6. It has been shown by the defence that the firm that filed this suit, Kasirye and Company Advocates was owned by one Dominic Kasirye as sole proprietor. At least this is the only conclusion one can draw from the particulars registered in respect of the said firm. Had there been any changes, notification of change in particulars registered would have had to be filed and the world notified accordingly. In 1994, Mr. Dominic Kasirye did not renew his practicing certificate. In the absence of evidence to the contrary, it is reasonable to infer that the signature purporting to be for Counsel for the Plaintiff is that of Dominic Kasirye, sole proprietor of, Kasirye and Company Advocates, the firm that drew the plaint. In any case it is not in question that Kasirye and Company Advocates prepared and filed the plaint in this suit.
7. It is possible that the firm may have employees who were authorised to practise law, and could sign and present papers to court, among other things. It is only counsel for the plaintiff who would be in a position to show that that is the case. It would be within their exclusive knowledge. Counsel for plaintiff has submitted that he had no opportunity to rebut the evidence of the defence on this point, as it was not raised at the beginning of the proceedings.

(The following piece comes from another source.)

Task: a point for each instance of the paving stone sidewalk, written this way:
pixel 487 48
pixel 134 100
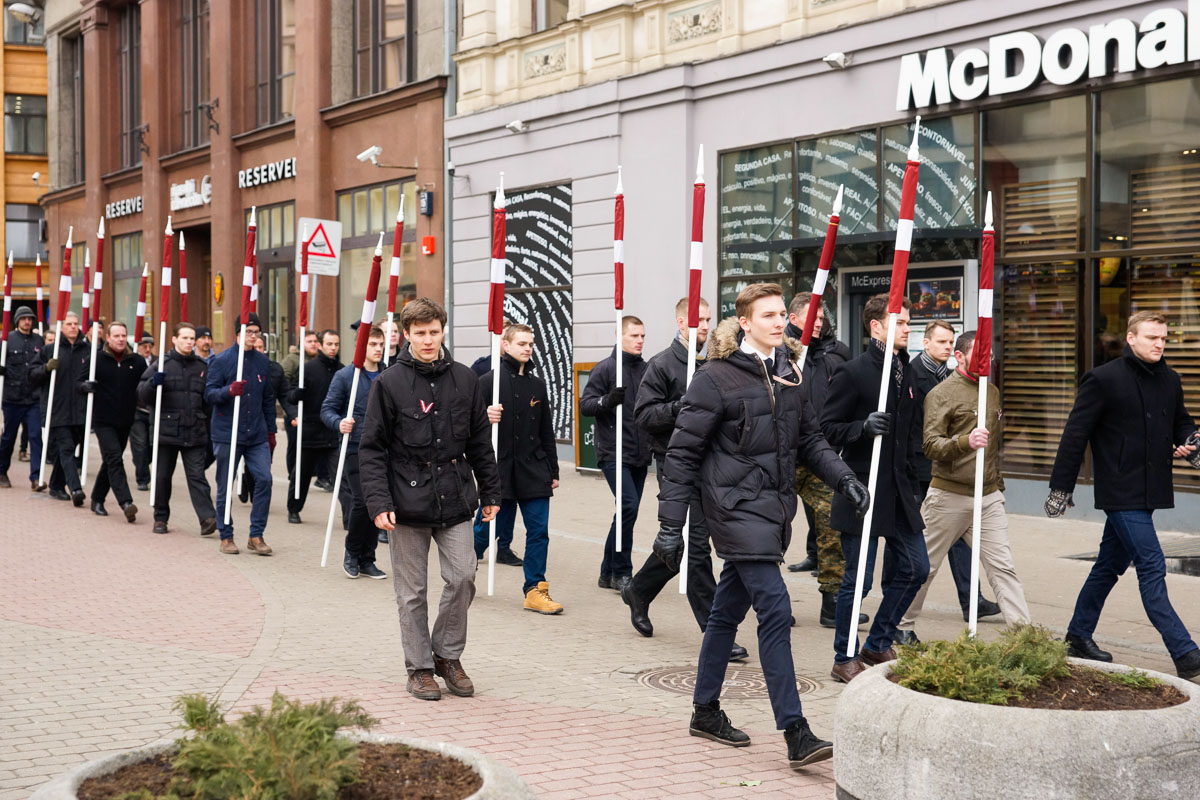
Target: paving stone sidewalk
pixel 103 624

8. Of course it is desirable that such points of law, such as this, be raised at the commencement of the proceedings, if for no other reason; to save the public resources and the court’s time, as trying such an issue may dispose of the whole suit. Nevertheless even if not raised at that early stage, the court is bound to adjudicate upon it once it is raised. The plaintiff could have applied for leave of court to present evidence in rebuttal. The plaintiff did not make any such application. He cannot now be heard to complain that he had no opportunity to rebut the evidence of the defence on this point.

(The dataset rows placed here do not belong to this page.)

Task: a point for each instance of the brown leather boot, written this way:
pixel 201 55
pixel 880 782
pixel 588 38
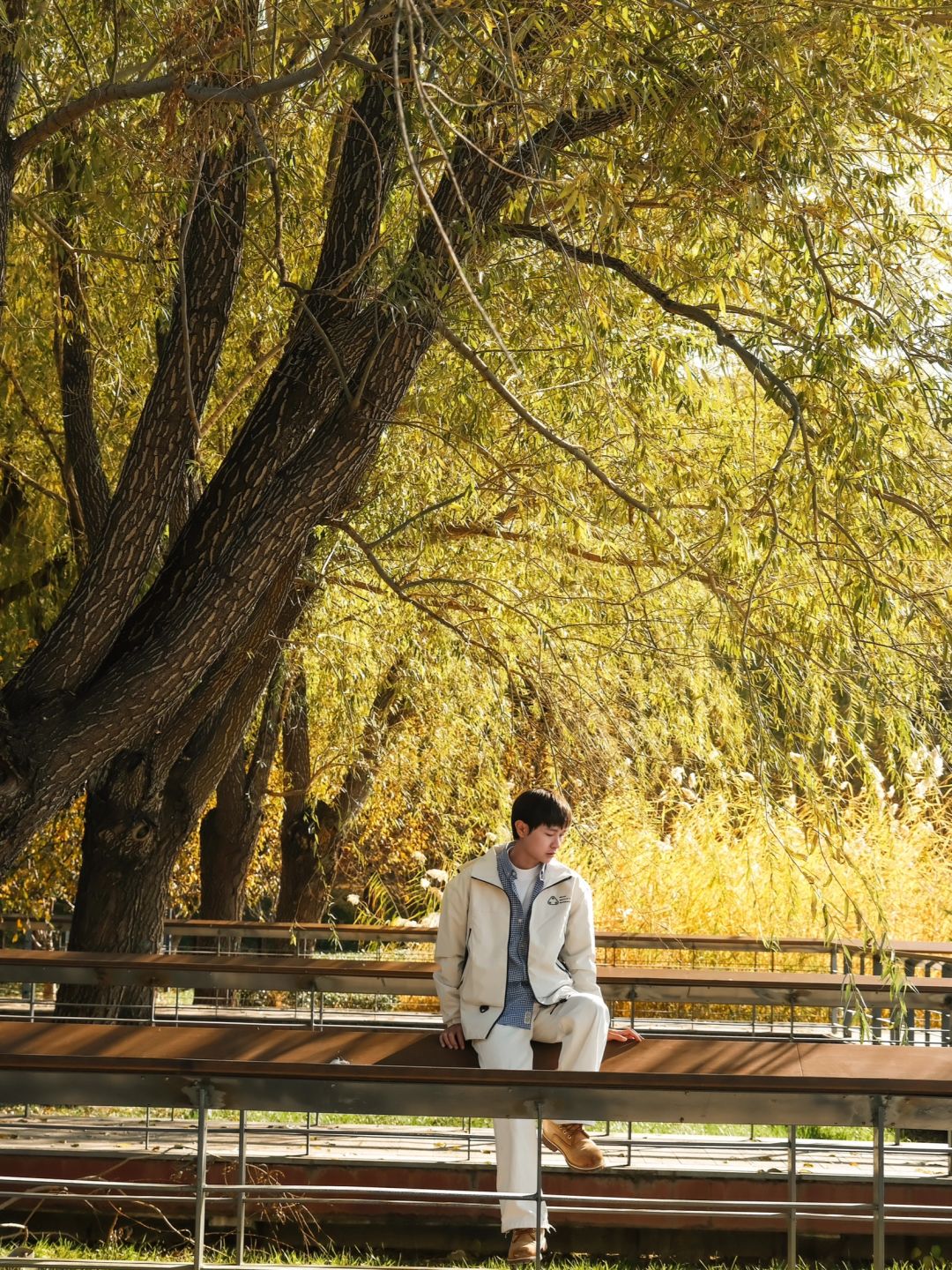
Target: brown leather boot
pixel 580 1152
pixel 522 1244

9. Following the Supreme Court decision in
Professor Syed Huq v The Islamic University in Uganda (Supra) (unreported) to the effect that “The documents prepared or filed by such an advocate whose practice is illegal, are invalid and of no legal effect on the principle that Courts will not condone or perpetuate illegalities.” Per Wambuzi CJ, I am left with no alternative in the matter but to declare the plaint filed initially in this case invalid and of no legal effect, as it was prepared by Kasirye and Company Advocates, a firm that did not have a practitioner with a practising certificate.
10. In the result all the subsequent proceedings are incurably defective. I dismiss this suit with costs. It is unnecessary to consider any other issues, as the first one was fully determinative of this suit.
Dated, signed and delivered at Kampala this 12th November 2002.